Thank you for your comment. Thank you.
@Alan
Various ways, but it appears that a major factor was the ‘trade dollars’ the UK minted starting in the late 18th century*, which matched pesos (or ‘Spanish dollars’) in weight, those being very popular coins in the East Asian trade.
*Exceptions include the U.S., Australia, and Canada. The U.S. began using dollars as a currency in colonial days because pesos were easier to come by than pounds. Canada and Australia started out using pounds, and changed later. In Canada, that was in the 1850s and was done to make cross border currency exchanges easier, in Australia it wasn’t ’til decimalization of the pound in 1966, when they decided to change the name from pound to dollar.
5 Shillings it would appear, barring linguistic drift. So called because at one time it was common to overstrike a peso into a crown. For extra confusion, the Scottish (or ‘thistle’) dollar was also in circulation, valued at 60 Scottish shillings (I don’t care enough right now to find the conversion to English shillings)

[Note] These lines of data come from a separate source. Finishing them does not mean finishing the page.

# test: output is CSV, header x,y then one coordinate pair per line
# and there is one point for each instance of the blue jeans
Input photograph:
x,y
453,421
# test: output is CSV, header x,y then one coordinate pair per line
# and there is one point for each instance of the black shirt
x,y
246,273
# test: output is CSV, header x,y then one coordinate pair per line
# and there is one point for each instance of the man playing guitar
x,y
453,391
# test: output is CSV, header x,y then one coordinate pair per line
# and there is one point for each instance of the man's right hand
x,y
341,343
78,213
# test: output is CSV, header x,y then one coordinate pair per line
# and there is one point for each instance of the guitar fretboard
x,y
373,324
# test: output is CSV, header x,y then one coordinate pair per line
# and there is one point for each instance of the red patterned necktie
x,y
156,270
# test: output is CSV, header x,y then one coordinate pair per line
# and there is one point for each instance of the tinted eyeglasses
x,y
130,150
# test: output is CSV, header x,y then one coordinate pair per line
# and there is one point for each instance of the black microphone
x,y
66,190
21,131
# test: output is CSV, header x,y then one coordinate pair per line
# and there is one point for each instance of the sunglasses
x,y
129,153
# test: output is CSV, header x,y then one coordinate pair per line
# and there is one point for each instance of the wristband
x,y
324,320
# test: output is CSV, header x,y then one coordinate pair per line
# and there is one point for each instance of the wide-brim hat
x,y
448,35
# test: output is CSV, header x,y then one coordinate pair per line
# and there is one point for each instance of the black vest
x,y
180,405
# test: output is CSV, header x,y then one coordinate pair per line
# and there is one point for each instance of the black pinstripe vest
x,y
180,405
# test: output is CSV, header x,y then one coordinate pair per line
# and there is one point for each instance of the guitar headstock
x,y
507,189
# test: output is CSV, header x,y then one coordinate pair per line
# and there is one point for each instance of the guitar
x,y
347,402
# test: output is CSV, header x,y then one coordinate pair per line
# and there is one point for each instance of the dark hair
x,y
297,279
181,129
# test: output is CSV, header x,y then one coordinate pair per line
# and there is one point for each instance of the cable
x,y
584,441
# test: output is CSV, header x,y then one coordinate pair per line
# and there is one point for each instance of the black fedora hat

The word ‘dollar’ generally entered English via German thaler, due to a major silver deposit discovered in a Bohemian valley apparently owned by someone named Joachim (the place is called Joachimsthal, Joachim’s valley, and the coins were therefore Joachimsthalers, or just thalers)
@ dalillama
Yey, thank you Dalipedia. 🙂 I probably should have just asked you in the first place. That was fascinating though. The Aussie thing is particularly interesting. Was that a republican sentiment I wonder?
@ ALL
I’ve not seen any facts. Just links to articles like this:
https://www.youtube.com/watch?v=zxNRtObt8no
Also, re: usage of CPS in determining troll’s nationality
If I haven’t missed the memo that y’all already caught this, CPS also stands for the States’s Child Protective Services. I think.
The short answer appears to be yes. It’s not clear to me why they wanted to change the name to begin with (Possibly to avoid confusion as the British pound wouldn’t decimalise for some years), but when they did, the PM at the time (Robert Menzies) wanted it called the royal. When the treasury secretary announced this, he and his family received death threats, and the name was rapidly changed to the dollar instead.
@Dave Henderson
I was being deliberately obtuse because I asked you to provide me some specific laws, then you gave me an overly general answer and asked me to do your homework for you.
You want Fisher to remove abusive laws. Which ones? You’re the one claiming they exist. If they are so abundant, it should be trivial for you to find one and reference it here.